Elle se trouvait tout d’abord à Nijni-Novgorod, chez le peintre qui en était l’auteur. C’est là qu’elle fut à l’origine d’un premier miracle : une paysanne malade du village de Salitsa fut guérie par l’intermédiaire de cette icône. On transporta alors l’icône dans l’église de ce village qui était dédiée à saints Côme et Damien.
En 1641, sur l’ordre du tsar Alexis Mikhaïlovitch, l’icône miraculeuse fut apportée à Moscou où l’on construisit en son honneur d’abord une église, puis un monastère près de la Porte de Tver, où les Moscovites étaient venus à la rencontre de l’icône.
La dénomination de l’icône résulte de la présence dans les angles supérieurs, de deux anges tenant les instruments de la Passion future du Seigneur : la croix, les quatre clous, la lance, le roseau et l’éponge imbibée de fiel et de vinaigre. Le Christ – enfant tourne la tête vers eux, les regardant avec étonnement et avec comme un mouvement de peur. Il cherche refuge auprès de sa Mère. La peur lui fait perdre une sandale, tordre un de ses pieds et s’agripper de ses deux mains à la main droite de sa Mère. Aussi en Russie, appelait-on populairement cette icône « la Mère de Dieu au pouce ». Les anges ont les mains recouvertes d’un pan de leur vêtement en signe de respect. Sur certaines icônes de la Passion, anciennes, il arrive que l’on trouve des inscriptions telle que celle-ci : « l’Ange qui avait apporté autrefois à la très Pure la joyeuse annonce en lui disant : « Réjouis-toi », lui montre aujourd’hui les symboles de la Passion. Mais le Christ, incarné comme homme, qui craint la mort, est effrayé à leur vue ».

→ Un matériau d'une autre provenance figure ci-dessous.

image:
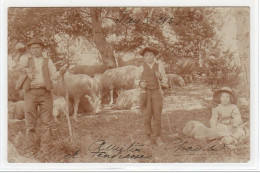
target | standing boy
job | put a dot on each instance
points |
(153, 77)
(39, 72)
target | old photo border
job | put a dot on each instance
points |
(254, 100)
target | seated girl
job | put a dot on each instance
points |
(226, 119)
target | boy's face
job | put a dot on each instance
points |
(36, 50)
(225, 98)
(149, 57)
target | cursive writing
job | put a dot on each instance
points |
(182, 147)
(72, 155)
(103, 149)
(126, 19)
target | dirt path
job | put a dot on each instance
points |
(115, 130)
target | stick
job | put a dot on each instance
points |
(67, 109)
(168, 120)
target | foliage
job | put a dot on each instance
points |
(221, 71)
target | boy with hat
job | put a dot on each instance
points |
(153, 76)
(38, 72)
(226, 119)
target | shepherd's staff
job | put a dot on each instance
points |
(67, 103)
(167, 117)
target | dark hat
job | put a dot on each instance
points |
(35, 40)
(216, 95)
(151, 49)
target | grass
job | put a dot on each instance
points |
(119, 129)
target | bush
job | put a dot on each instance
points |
(222, 70)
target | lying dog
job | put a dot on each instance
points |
(199, 131)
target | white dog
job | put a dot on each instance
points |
(199, 131)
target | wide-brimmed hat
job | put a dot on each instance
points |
(35, 40)
(151, 49)
(216, 95)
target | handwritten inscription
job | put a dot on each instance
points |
(73, 155)
(180, 147)
(126, 19)
(103, 149)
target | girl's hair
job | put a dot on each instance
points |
(219, 95)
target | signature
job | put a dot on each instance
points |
(186, 147)
(73, 155)
(125, 19)
(103, 149)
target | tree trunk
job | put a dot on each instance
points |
(242, 37)
(100, 40)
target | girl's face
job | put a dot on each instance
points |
(224, 98)
(149, 57)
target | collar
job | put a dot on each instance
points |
(150, 65)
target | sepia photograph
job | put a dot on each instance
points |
(128, 85)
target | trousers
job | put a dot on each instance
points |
(34, 98)
(151, 107)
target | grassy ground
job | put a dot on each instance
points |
(117, 136)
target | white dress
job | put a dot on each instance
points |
(226, 121)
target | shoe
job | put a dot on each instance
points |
(159, 141)
(148, 140)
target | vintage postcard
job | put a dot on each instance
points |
(129, 84)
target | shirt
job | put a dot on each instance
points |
(228, 115)
(161, 71)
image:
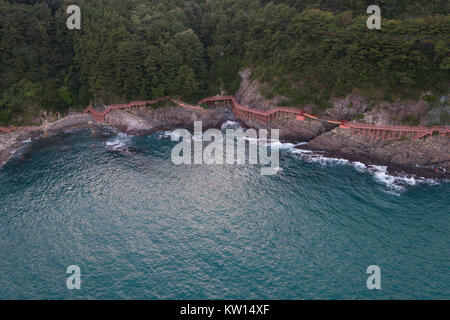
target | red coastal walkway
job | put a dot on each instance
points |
(265, 117)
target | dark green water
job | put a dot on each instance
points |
(140, 227)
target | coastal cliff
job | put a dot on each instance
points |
(428, 157)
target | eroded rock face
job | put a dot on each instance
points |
(413, 154)
(249, 93)
(129, 123)
(177, 117)
(292, 129)
(70, 122)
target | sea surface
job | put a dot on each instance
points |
(140, 227)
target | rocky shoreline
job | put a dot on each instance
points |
(420, 158)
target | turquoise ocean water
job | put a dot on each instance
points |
(139, 226)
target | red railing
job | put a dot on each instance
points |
(245, 112)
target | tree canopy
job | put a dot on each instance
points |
(308, 50)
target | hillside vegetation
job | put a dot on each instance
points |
(306, 50)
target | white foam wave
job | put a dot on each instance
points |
(395, 184)
(119, 142)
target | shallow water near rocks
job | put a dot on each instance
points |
(139, 226)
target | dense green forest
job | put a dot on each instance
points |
(309, 50)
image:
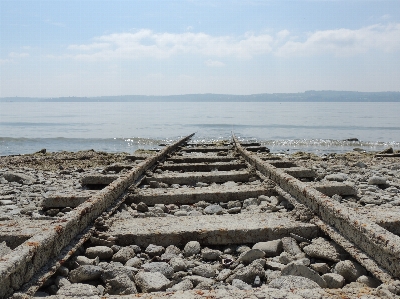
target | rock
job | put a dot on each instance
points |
(118, 280)
(178, 264)
(83, 260)
(323, 249)
(134, 262)
(293, 282)
(18, 178)
(333, 280)
(78, 290)
(192, 248)
(84, 273)
(248, 273)
(103, 252)
(369, 281)
(290, 246)
(302, 270)
(161, 267)
(154, 250)
(350, 270)
(123, 255)
(172, 249)
(320, 267)
(274, 266)
(213, 209)
(377, 180)
(210, 254)
(184, 285)
(151, 282)
(251, 255)
(337, 177)
(205, 270)
(4, 249)
(251, 202)
(270, 248)
(196, 280)
(142, 207)
(241, 285)
(223, 274)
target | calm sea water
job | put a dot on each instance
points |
(308, 126)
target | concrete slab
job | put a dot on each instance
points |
(62, 200)
(16, 232)
(190, 178)
(387, 217)
(197, 167)
(209, 229)
(193, 195)
(208, 149)
(98, 179)
(203, 159)
(332, 188)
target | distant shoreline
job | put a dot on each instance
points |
(308, 96)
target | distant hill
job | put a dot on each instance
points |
(308, 96)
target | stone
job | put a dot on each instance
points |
(369, 281)
(333, 280)
(323, 249)
(210, 254)
(142, 207)
(251, 202)
(178, 264)
(84, 273)
(223, 274)
(294, 269)
(161, 267)
(241, 285)
(151, 282)
(293, 282)
(154, 250)
(251, 255)
(18, 178)
(350, 270)
(172, 249)
(196, 280)
(192, 248)
(4, 249)
(83, 260)
(337, 177)
(103, 252)
(290, 246)
(118, 280)
(270, 248)
(320, 267)
(377, 180)
(78, 290)
(248, 273)
(184, 285)
(213, 209)
(205, 270)
(123, 255)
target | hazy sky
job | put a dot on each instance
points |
(93, 48)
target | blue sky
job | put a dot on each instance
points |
(94, 48)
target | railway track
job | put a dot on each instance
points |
(220, 220)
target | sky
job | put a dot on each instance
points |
(159, 47)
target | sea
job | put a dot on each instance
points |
(284, 127)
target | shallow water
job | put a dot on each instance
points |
(319, 127)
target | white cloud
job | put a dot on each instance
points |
(146, 43)
(18, 55)
(214, 63)
(345, 42)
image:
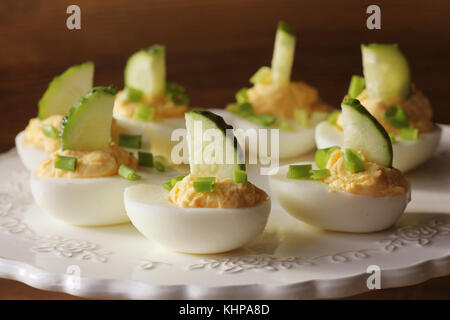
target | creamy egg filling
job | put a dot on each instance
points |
(226, 194)
(90, 164)
(281, 100)
(417, 107)
(163, 107)
(35, 137)
(375, 181)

Ce type iconographique est connu dans l’Église byzantine depuis le XIIème siècle, même s’il était très rare à l’époque : XIIème siècle à Chypre, sur la fresque de l’église de la Panaghia tou Arakou à Lagoudéra, XIVème siècle dans les fresques de Serbie (églises de Lesnovo et de Konce). Au XVème siècle, cette icône connut une grande diffusion et inspira l’exécution d’un grand nombre d’icônes. Les plus belles de ces œuvres portent la signature du peintre d’icônes crétois Andréas Ritzos (« de Candie »), mort en 1492 (plus connu en Italie sous le nom d’Andréa Rico). Certaines ont des inscriptions latines car elles furent commandées par des catholiques non grecs.

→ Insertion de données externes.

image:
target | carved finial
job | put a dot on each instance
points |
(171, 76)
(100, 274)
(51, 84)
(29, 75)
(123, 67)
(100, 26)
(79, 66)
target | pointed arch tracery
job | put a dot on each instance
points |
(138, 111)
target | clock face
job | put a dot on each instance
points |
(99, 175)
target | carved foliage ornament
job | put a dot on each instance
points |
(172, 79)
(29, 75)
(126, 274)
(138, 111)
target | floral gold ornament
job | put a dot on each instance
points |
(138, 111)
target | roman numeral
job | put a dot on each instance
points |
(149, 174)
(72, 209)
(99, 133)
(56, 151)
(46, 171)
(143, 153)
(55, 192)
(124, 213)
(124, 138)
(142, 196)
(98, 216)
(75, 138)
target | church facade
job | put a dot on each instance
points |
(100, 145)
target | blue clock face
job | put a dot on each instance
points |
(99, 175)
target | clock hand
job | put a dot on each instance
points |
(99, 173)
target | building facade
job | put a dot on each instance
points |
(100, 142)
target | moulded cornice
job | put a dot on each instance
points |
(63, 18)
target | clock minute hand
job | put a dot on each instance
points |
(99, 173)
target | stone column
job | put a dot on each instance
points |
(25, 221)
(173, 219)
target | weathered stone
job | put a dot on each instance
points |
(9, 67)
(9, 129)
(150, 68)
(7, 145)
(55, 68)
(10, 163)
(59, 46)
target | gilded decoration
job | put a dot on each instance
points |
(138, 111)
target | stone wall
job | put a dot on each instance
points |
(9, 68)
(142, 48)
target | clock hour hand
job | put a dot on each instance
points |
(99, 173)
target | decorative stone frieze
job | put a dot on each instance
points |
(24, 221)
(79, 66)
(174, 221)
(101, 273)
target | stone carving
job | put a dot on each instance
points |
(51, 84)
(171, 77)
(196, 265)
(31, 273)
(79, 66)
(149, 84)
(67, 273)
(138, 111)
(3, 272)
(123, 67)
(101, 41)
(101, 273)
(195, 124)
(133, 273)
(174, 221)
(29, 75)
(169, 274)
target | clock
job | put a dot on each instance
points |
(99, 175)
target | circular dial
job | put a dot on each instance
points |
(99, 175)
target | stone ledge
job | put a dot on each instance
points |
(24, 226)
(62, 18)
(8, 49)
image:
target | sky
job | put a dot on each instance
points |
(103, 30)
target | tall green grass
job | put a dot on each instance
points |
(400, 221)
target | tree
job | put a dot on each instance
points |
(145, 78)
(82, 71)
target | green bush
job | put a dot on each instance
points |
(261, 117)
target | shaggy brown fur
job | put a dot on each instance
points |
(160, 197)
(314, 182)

Les icônes de la Passion d’Andréas Ritzos sont d’une grande perfection technique : comme on le voit sur l’icône reproduite ici, les surfaces lisses des carnations sont modelées par de nombreux traits délicats de pinceau blancs, tracés parallèlement.

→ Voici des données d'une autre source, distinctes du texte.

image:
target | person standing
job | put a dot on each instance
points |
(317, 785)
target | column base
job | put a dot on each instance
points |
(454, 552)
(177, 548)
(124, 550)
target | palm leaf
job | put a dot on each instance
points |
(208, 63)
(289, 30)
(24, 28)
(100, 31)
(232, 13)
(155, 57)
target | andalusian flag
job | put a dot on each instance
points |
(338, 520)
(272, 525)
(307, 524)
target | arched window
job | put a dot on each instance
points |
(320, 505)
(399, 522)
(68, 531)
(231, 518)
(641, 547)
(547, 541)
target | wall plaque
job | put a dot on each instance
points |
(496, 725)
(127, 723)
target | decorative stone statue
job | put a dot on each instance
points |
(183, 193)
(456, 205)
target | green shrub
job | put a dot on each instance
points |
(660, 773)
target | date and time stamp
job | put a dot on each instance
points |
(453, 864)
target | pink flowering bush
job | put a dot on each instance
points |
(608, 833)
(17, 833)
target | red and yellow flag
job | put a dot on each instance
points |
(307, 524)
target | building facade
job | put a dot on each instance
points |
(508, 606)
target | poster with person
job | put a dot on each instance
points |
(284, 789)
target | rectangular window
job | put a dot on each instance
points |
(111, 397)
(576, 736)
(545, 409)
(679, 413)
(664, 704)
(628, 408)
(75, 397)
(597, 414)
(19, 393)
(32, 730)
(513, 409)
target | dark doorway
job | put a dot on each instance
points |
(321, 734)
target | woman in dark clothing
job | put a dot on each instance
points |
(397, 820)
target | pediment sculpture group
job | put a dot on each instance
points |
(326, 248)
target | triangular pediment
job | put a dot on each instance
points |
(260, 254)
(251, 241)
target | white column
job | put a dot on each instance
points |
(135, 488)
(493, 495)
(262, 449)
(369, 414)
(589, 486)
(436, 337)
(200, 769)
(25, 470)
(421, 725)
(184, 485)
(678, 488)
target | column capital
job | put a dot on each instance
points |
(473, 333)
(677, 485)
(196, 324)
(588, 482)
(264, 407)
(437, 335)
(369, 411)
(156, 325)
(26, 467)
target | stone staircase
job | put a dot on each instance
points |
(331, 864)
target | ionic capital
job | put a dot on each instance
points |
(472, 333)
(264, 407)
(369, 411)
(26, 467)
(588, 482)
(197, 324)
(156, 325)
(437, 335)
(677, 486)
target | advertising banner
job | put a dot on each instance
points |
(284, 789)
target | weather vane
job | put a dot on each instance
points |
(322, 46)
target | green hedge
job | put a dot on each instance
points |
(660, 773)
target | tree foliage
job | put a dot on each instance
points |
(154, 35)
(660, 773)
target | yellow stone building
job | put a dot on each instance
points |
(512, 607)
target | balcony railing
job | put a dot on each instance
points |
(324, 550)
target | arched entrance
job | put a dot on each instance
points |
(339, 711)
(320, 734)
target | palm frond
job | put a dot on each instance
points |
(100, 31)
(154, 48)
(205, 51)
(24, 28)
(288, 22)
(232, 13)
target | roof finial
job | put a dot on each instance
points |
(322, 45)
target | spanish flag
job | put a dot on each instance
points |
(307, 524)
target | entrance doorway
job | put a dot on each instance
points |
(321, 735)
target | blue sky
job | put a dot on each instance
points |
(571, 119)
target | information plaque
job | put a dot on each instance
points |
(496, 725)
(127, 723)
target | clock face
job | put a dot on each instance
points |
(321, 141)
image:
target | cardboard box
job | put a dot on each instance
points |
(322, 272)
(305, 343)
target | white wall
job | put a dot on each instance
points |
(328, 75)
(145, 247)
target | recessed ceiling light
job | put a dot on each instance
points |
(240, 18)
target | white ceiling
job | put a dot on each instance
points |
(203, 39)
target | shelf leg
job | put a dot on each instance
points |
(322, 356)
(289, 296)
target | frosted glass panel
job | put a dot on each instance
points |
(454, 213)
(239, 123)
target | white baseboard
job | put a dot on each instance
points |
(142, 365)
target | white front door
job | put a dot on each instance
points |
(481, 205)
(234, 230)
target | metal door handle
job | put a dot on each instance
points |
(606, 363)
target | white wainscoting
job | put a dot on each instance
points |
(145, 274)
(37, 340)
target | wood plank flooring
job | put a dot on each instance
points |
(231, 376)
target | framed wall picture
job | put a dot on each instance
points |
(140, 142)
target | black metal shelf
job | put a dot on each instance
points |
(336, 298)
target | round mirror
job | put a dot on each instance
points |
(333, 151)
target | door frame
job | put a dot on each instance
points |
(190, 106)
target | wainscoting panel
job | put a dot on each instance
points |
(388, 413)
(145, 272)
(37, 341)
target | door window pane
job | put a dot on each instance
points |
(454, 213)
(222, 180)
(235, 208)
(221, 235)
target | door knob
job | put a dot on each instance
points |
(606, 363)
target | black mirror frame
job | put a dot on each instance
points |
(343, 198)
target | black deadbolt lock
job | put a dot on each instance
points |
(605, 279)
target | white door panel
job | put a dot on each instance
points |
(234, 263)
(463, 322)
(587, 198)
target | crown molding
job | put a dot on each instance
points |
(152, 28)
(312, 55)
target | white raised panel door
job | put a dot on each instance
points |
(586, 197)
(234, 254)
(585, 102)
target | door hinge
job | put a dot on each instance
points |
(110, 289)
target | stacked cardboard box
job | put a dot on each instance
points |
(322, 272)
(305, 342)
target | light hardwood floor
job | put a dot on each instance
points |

On attribue parfois le type iconographique de cette icône au peintre crétois.
En occident, on trouve d’abord cette icône dans le sud de l’Italie et à Venise. L’une d’elles qui porte le nom de « Notre Dame du Perpétuel Secours » est une icône crétoise apportée à Ostia par des personnes qui fuyaient l’occupation de leur île par les Turcs. Depuis 1865, elle se trouve à Rome, le Pape Pie IX ayant fait le don de cette icône à l’église rédemptoriste Saint-Alphonse-de-Liguori sur la colline de l’Esquilin. Et, depuis 1866, le Vatican a envoyé de par le monde d’innombrables copies de cette icône miraculeuse. C’est la raison pour laquelle on la retrouve dans la plupart des églises catholiques du monde entier.
L’icône est fêtée le 13 août. Elle n’a pas de tropaire particulier ni d’office. On peut prier avec les mots suivants adressés à la Mère de Dieu, lors de l’Office du Grand Vendredi.
« Comme nous n’avons pas l’audace de parler, à cause du grand nombre de nos péchés, intercède auprès de Celui qui est né de Toi, Vierge Mère de Dieu, car la prière d’une Mère a le pouvoir d’obtenir la bienveillance du Seigneur ; ô Toute-Vénérable, ne méprise pas la supplication des pécheurs, car Il est plein de miséricorde et Il peut nous sauver, Celui qui dans sa chair accepta de souffrir pour nous ».
Il est vrai que cette icône est fêtée deux jours avant la Dormition de la Très Sainte Mère de Dieu.